= J. Eliot B. Moss =

American computer scientist

J. Eliot B. Moss is an American computer scientist active in the fields of garbage collection and multiprocessor synchronization. He is co-inventor with Maurice Herlihy of transactional memory.

He is currently (2012) a Professor of computer science at University of Massachusetts Amherst. He has served on the executive committee of SIGPLAN, the Special Interest Group for programming languages for the Association for Computing Machinery. In 2007 he was inducted as Fellow of the ACM, and in 2008 as a Fellow of the IEEE. In 2012, his paper on transactional memory was recognized with a Dijkstra Prize, shared with Maurice Herlihy.

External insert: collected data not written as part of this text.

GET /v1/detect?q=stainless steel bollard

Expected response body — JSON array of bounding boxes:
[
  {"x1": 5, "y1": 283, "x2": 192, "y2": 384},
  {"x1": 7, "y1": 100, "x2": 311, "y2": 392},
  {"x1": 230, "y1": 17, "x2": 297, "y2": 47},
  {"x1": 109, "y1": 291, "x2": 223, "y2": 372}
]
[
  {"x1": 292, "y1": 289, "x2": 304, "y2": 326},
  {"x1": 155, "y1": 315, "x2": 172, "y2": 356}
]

He is also an Episcopal priest, ordained in 2005, currently serving as Vicar of St. John's Episcopal Church, Ashfield, MA. He resides in Amherst, MA, is married, and has a son and a daughter. He received degrees from the Massachusetts Institute of Technology, completing a BSEE in 1975, MSEE in 1978, and PhD in 1981. His dissertation was on nested transactions and was later published in a slightly revised form by the MIT Press (1985). He is co-author of The Garbage Collection Handbook with Richard Jones and Antony Hosking, published in 2011 by Chapman and Hall.